Our studies have demonstrated the feasibility of in situ detection of the human LR11 TM domain in native E. coli membranes. The spectral sensitivity and resolution are adequate for a structural analysis of this small protein. Signals from lipids and membrane proteins of E. coli are minimally interfered with the detection of LR11 TM resonances. By using 13C-13C homonuclear correlation experiments, we have assigned ~50% of TM residues. Their secondary chemical shifts are consistent with expected values for an α-helix conformation. Most of the unassigned residues are Leu and Val because of their high abundance in the sequence. We expect that the spectral resolution can be improved further by using multidimensional heteronuclear correlation experiments and advanced enrichment strategies.45–51
Although the composition of E. coli membranes differs from that of human cells, in situ detection eliminates the use of detergents for extraction, purification and reconstitution of recombinant membrane proteins. Moreover, our approach offers an opportunity to validate and refine membrane protein structures in a native environment and investigate the consequences of membrane heterogeneity, bilayer asymmetry, chemical gradients, and macromolecular crowding on the protein structure, characteristics which cannot be addressed in studies using detergent micelles and synthetic lipid bilayers.

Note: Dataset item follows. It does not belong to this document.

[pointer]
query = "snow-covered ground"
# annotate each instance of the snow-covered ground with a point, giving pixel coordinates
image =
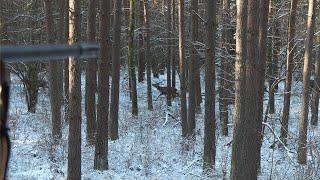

We are grateful for financial support from the National Institutes of Health (5R01GM081793-03 and 5DP1OD783), the NSF (MCB 1051819), the Penn State University College of Medicine and National Natural Science Foundation of China (21075134). We thank Drs. J. M. Flanagan and T. A. Cross for helpful discussions. The solid-state MAS NMR measurements were performed at the National High Magnetic Field Laboratory, which is supported by NSF Cooperative Agreement No. DMR-0654118, the State of Florida, and the U.S. Department of Energy.